Appendix A: Derivation of weak form of species balance

Staring form Eq. (14a),

$$\begin{aligned} \int _{ V } \dot{ C }\,\delta \mu \, \textrm{d}V + \int _{ V } \left( \varvec{\nabla }_{{\textbf{X}}}\cdot {\textbf{J}}\right) \delta \mu \, \textrm{d}V = 0 \end{aligned}$$

(A1)

By applying the product rule and divergence theorem [29], and then substituting Eq. (14b) into Eq. (A1),

$$\begin{aligned}{} & {} \int _{ V } \dot{ C }\,\delta \mu \, \textrm{d}V - \int _{ V } {\textbf{J}}\cdot \varvec{\nabla }_{{\textbf{X}}}\delta \mu \, \textrm{d}V \nonumber \\{} & {} \quad + \int _{ S } \dot{\widetilde{ C }}\,\delta \mu \, \textrm{d}S + \int _{ S } \left( \widetilde{\varvec{\nabla }}_{\widetilde{{{\textbf {X}}}}}\cdot \widetilde{{\textbf{J}}}\right) \delta \mu \, \textrm{d}S = 0 \end{aligned}$$

(A2)

where the last term in Eq. (A2) can be rewritten by product rule and surface divergence theorem,

$$\begin{aligned}{} & {} \int _{ S } \left( \widetilde{\varvec{\nabla }}_{\widetilde{{{\textbf {X}}}}}\cdot \widetilde{{\textbf{J}}}\right) \delta \mu \, \textrm{d}S = - \int _{ S } \widetilde{{\textbf{J}}}\cdot \widetilde{\varvec{\nabla }}_{\widetilde{{{\textbf {X}}}}}\delta \mu \, \textrm{d}S \nonumber \\{} & {} \quad + \int _{ L } \left( \widetilde{{\textbf{J}}}\cdot \widetilde{{\textbf{N}}}\right) \delta \mu \, \textrm{d}L \end{aligned}$$

(A3)

where the second term in the right-hand side of Eq. (A3) is assumed to be zero. By substituting Eq. (A3) into Eq. (A2),

$$\begin{aligned}{} & {} \int _{ V } \dot{ C }\,\delta \mu \, \textrm{d}V - \int _{ V } {\textbf{J}}\cdot \varvec{\nabla }_{{\textbf{X}}}\delta \mu \, \textrm{d}V \nonumber \\{} & {} \quad + \int _{ S } \dot{\widetilde{ C }}\,\delta \mu \, \textrm{d}S - \int _{ S } \widetilde{{\textbf{J}}}\cdot \widetilde{\varvec{\nabla }}_{\widetilde{{{\textbf {X}}}}}\delta \mu \, \textrm{d}S = 0 \end{aligned}$$

(A4)

This equation corresponds to Eq. (34b) in the manuscript.
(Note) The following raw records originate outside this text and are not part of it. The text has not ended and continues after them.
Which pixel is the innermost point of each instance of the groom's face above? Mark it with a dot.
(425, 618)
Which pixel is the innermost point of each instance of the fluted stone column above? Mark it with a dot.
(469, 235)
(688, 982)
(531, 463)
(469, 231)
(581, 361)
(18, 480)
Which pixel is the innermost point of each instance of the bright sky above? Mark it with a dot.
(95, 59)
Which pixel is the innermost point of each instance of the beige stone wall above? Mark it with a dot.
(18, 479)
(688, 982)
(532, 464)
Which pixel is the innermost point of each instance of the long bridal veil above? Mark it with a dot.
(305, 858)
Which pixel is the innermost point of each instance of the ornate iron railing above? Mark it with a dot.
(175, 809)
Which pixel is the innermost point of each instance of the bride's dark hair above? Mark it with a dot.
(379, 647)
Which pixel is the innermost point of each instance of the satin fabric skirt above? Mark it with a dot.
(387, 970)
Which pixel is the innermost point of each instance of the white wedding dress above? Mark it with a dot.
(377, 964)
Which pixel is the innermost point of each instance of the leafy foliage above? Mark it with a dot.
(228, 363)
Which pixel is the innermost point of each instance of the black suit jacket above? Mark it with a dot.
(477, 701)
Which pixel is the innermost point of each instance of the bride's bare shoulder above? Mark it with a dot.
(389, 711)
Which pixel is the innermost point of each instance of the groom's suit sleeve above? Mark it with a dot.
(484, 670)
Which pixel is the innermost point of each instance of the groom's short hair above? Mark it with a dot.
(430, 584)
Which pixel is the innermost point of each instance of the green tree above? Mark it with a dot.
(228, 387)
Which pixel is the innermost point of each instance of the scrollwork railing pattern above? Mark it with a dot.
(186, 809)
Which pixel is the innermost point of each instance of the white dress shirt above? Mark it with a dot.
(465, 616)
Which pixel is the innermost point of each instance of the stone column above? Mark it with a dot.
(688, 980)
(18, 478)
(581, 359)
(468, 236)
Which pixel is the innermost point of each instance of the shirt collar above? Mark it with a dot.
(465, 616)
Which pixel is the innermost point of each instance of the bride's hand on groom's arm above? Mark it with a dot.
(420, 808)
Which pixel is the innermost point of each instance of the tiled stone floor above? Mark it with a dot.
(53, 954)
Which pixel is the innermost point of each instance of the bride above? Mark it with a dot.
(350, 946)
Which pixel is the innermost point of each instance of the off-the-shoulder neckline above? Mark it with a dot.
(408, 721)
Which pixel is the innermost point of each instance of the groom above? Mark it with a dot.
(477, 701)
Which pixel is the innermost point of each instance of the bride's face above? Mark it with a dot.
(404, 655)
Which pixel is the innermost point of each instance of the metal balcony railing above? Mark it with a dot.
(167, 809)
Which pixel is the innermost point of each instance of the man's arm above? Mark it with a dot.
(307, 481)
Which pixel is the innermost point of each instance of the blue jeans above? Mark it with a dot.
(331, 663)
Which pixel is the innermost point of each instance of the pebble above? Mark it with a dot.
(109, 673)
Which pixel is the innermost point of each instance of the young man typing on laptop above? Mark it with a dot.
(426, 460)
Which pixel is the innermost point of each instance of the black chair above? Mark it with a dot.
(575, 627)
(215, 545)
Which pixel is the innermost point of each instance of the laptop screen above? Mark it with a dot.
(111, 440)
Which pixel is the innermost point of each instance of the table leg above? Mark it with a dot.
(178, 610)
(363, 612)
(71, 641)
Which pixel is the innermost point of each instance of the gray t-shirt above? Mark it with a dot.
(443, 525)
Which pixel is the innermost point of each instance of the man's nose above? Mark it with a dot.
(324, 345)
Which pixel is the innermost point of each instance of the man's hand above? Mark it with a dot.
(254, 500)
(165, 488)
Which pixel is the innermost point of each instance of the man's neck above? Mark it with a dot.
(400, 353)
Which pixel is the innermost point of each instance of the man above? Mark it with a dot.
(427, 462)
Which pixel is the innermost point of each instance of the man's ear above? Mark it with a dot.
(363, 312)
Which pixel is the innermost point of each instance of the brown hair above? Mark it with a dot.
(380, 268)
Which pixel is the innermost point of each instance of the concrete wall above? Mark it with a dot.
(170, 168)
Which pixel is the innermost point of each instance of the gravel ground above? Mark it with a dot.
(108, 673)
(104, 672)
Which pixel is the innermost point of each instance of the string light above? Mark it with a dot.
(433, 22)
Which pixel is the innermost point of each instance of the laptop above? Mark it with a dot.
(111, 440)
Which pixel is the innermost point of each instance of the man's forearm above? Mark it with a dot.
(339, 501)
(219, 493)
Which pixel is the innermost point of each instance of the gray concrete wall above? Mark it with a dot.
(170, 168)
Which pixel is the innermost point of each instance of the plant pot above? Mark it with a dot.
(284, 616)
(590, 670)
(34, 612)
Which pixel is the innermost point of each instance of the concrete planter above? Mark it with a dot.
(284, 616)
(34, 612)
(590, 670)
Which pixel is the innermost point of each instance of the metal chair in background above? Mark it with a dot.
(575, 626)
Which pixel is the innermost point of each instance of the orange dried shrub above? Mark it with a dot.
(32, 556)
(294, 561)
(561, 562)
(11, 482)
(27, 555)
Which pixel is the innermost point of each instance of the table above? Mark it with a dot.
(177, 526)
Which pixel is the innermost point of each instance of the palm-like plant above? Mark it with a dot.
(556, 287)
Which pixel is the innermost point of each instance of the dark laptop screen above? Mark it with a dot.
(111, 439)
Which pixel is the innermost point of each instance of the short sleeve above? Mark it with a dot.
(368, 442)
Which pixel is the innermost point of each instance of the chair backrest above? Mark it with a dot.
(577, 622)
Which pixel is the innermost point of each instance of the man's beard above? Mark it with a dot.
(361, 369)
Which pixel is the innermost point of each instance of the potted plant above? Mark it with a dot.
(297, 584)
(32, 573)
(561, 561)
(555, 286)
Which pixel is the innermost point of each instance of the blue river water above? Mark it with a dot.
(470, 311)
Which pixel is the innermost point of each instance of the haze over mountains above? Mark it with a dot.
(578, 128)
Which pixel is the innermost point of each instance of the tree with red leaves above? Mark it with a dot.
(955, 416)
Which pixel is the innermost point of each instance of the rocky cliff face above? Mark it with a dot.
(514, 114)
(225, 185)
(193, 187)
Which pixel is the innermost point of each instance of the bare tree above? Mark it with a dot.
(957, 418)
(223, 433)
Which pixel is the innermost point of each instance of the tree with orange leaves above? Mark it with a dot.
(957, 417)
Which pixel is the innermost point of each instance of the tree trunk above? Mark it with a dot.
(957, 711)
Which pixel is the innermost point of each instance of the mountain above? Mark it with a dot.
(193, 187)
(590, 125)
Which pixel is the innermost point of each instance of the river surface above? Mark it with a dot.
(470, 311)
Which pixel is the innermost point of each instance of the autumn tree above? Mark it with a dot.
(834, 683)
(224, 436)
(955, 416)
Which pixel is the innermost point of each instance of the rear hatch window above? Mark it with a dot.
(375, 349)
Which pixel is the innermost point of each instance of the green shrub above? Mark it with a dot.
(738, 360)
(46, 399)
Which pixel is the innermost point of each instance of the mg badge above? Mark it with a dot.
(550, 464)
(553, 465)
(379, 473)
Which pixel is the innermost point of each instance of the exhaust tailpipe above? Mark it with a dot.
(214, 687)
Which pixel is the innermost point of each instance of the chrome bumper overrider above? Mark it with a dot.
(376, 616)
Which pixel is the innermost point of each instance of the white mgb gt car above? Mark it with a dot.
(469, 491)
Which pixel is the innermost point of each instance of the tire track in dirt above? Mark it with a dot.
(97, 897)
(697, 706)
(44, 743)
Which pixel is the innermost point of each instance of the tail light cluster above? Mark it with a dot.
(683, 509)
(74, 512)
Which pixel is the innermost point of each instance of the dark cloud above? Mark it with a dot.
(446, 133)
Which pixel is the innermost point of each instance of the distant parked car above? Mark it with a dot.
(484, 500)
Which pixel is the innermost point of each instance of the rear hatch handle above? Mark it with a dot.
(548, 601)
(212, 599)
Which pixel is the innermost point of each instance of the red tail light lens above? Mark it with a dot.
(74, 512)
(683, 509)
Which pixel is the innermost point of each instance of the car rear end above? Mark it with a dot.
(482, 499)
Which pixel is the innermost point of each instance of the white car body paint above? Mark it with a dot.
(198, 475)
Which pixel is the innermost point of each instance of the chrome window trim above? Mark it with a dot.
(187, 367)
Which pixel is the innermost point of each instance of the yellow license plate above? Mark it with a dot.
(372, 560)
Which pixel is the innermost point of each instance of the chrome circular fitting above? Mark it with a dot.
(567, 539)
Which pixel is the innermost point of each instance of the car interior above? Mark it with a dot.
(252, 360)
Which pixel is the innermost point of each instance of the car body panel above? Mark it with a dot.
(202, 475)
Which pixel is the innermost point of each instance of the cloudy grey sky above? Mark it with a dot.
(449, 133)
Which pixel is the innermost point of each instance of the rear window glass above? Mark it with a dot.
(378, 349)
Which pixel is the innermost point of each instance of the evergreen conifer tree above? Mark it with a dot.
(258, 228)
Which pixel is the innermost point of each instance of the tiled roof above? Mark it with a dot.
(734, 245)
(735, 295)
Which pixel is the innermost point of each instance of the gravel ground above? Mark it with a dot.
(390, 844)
Appendix B: Convergence study on cube-contracting example

We perform the convergence study to demonstrate the simulation results and mesh resolution (see Fig. 11) on cube-contracting example in Sect. 5.1. During the surface energy ramping phase (\( t /\tau < 10^{0}\)), the bulk gains species, leading to a rapid increase in normalized diameters. While the surface energy is fixed (\( t /\tau \ge 10^{0}\)), the species continue to migrate from the surface into the bulk due to the chemical potential, resulting in a gradual increase in normalized diameter. The diameters stop increasing once the chemical potentials reach equilibrium (\( t /\tau \sim 1.6\times 10^{5}\)). It is important to note that the normalized diameters at multiple normalized times approach the reference values. Here we confirm a convergence of the solution following a global deformation metric.